It all used to be so easy. PR was about digging out stories, pitching them to newspapers or broadcasters and getting good coverage. Then along came rolling news demanding to be fed 24/7.
Just as we felt we understood the resource implications needed to nourish this hungry beast, the internet took off. Then digital radio. Then blogs. Then Facebook. Then Twitter. Then citizen journalism.
Each new medium over the past 15 years has challenged PR professionals to look at their priorities, what is effective and juggle servicing the needs of one outlet over another.
So just when you thought you could sit back and admire the new media landscape, another beast is lurking in the undergrowth – one that will pounce on any unsuspecting PR who hasn’t pulled out their binoculars and spotted it in the bushes.
This one will eat you alive if you aren’t prepared and will hunt you down hour after hour, day after day, relentlessly exhausting you as you try (and fail) to fight off its rapacious claws. I refer to the brave new world of hyperlocal television.
Three years ago, the then culture secretary Jeremy Hunt announced a vision where hyperlocal TV stations would be "offering a new voice for local communities, with local perspectives that are directly relevant to them". This year almost 50 channels will start operating from a Freeview box near you. Grimsby has already launched its service, 18 more are coming this spring and another 28 over the summer.

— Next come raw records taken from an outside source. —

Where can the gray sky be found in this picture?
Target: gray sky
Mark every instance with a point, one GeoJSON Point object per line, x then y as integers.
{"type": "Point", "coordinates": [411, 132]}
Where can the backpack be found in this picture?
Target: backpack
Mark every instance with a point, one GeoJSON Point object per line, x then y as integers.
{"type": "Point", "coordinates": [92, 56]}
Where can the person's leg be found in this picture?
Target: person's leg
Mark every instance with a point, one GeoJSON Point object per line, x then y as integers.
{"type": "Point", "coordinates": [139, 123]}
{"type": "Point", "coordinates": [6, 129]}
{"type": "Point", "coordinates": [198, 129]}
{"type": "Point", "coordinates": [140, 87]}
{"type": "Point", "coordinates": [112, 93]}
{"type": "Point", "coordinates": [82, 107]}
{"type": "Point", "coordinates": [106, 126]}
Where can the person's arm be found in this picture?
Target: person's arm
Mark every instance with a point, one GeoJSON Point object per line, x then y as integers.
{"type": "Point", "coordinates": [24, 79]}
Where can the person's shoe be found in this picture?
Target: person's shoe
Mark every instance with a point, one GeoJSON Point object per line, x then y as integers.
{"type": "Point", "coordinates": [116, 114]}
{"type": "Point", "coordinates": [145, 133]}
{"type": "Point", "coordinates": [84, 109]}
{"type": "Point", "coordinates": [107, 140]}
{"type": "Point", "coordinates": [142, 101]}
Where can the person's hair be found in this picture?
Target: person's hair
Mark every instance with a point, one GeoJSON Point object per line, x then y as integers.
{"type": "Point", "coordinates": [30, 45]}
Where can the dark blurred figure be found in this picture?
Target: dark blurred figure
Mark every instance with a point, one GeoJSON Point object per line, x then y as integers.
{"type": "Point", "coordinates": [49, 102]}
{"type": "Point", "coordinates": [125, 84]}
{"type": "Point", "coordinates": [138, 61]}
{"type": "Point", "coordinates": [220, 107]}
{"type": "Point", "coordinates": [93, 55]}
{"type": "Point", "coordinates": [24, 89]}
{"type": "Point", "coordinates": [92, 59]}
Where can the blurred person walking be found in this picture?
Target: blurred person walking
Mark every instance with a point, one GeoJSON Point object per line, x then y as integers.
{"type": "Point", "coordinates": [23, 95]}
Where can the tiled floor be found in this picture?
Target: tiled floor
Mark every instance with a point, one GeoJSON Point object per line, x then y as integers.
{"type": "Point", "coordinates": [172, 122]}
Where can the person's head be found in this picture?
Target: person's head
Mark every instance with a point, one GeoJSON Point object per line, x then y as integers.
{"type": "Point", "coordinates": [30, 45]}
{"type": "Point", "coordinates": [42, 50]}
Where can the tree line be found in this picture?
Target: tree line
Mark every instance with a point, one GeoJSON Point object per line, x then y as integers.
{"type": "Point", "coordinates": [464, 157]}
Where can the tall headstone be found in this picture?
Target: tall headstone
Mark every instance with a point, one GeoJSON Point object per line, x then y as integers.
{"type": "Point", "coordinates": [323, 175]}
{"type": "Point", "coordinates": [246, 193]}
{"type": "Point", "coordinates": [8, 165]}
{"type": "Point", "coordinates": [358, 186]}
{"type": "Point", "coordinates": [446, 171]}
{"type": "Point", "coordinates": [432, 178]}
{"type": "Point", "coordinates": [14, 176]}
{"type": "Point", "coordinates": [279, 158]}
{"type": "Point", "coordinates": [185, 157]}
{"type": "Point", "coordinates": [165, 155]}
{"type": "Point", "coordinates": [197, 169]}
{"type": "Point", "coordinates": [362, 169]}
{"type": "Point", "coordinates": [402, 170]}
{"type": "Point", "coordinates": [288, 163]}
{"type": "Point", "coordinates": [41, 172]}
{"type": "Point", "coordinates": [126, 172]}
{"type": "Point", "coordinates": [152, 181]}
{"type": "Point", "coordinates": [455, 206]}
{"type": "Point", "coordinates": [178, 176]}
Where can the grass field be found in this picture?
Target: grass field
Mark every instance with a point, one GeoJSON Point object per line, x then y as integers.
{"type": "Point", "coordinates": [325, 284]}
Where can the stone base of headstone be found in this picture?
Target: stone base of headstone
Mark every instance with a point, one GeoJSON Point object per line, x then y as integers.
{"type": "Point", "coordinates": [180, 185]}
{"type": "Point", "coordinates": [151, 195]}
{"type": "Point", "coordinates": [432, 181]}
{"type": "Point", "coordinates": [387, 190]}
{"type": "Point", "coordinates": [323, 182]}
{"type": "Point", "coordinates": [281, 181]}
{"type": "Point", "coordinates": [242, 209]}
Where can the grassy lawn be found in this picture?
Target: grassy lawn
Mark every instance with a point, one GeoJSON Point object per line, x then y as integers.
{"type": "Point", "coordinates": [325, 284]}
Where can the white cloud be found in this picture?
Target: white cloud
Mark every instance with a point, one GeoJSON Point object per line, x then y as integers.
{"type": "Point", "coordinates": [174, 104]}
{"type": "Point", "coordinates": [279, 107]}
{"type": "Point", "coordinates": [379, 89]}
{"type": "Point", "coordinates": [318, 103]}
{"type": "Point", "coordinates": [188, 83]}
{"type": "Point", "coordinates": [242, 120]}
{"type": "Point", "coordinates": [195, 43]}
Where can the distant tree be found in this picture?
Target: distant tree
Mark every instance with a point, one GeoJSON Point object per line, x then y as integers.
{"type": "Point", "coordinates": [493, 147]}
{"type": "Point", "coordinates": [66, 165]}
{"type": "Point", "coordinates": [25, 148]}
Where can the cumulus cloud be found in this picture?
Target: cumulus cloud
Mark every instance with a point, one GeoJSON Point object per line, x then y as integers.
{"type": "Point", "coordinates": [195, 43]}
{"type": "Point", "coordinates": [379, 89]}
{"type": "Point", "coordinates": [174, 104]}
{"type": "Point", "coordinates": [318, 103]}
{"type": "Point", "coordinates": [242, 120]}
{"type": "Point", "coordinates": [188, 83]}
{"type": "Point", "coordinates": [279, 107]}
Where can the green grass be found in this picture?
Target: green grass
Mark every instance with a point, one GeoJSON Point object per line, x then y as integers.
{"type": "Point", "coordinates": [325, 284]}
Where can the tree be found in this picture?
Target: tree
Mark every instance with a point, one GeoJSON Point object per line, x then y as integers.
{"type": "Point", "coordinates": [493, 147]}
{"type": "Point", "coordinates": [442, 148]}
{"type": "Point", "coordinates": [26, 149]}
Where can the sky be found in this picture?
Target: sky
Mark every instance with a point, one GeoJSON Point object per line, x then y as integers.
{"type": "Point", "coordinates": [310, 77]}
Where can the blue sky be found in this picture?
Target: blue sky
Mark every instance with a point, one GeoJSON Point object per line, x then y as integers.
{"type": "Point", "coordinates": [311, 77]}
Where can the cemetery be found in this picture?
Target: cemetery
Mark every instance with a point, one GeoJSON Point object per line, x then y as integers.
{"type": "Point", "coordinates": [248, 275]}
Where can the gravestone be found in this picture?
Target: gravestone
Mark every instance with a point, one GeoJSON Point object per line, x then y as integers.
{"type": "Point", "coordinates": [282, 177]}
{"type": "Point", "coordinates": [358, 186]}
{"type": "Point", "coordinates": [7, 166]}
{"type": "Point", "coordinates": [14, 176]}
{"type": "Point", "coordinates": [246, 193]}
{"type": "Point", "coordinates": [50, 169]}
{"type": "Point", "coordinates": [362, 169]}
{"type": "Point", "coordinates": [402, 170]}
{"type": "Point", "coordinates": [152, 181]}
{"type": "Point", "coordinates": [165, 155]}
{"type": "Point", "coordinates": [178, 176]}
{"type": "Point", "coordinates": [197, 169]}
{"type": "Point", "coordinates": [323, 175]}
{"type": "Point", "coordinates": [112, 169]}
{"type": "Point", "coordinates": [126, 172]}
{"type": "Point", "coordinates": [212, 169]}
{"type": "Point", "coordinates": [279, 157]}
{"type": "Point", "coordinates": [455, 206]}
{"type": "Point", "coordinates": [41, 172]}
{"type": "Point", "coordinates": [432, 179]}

But these won’t be the Mickey-Mouse outfits of yesteryear. For example, London Live TV, owned by the London Evening Standard, has recruited more than 50 editorial staff to pull the 18-hours-a-day programming together. It will employ nine reporters who, armed with iPhones for video cameras, are tasked with finding five-and-a-half hours of news every day.
This means 330 minutes of news will need to be found locally each week and will entail reporters seeking out any source with an axe to grind and giving them the oxygen of publicity.
Television has always been the most labour-intensive arena for PR professionals, but it has also been a significant behavioural and reputational change-shifter. Pitching, finding locations, prepping interviewees, arranging the filming locations and helping reporters get the best shots all takes a huge amount of time and resource. Hyperlocal will demand the same.
But the biggest question of all is: will anyone watch it? People say they want local news but always ignore it. The demise of the local paper is a testament to the fickle beast that is the pollster’s opinion of punters craving local content.
PR professionals will have to make a choice: pour effort into hyperlocal TV and sacrifice print and digital in the hope that people will watch it; or ignore it and concentrate on the status quo in the hope that, like Google+, the only people who will use the new medium will be employees of the company.
Get this one wrong and PR professionals will be staring into the dark abyss of overwork or under-delivery.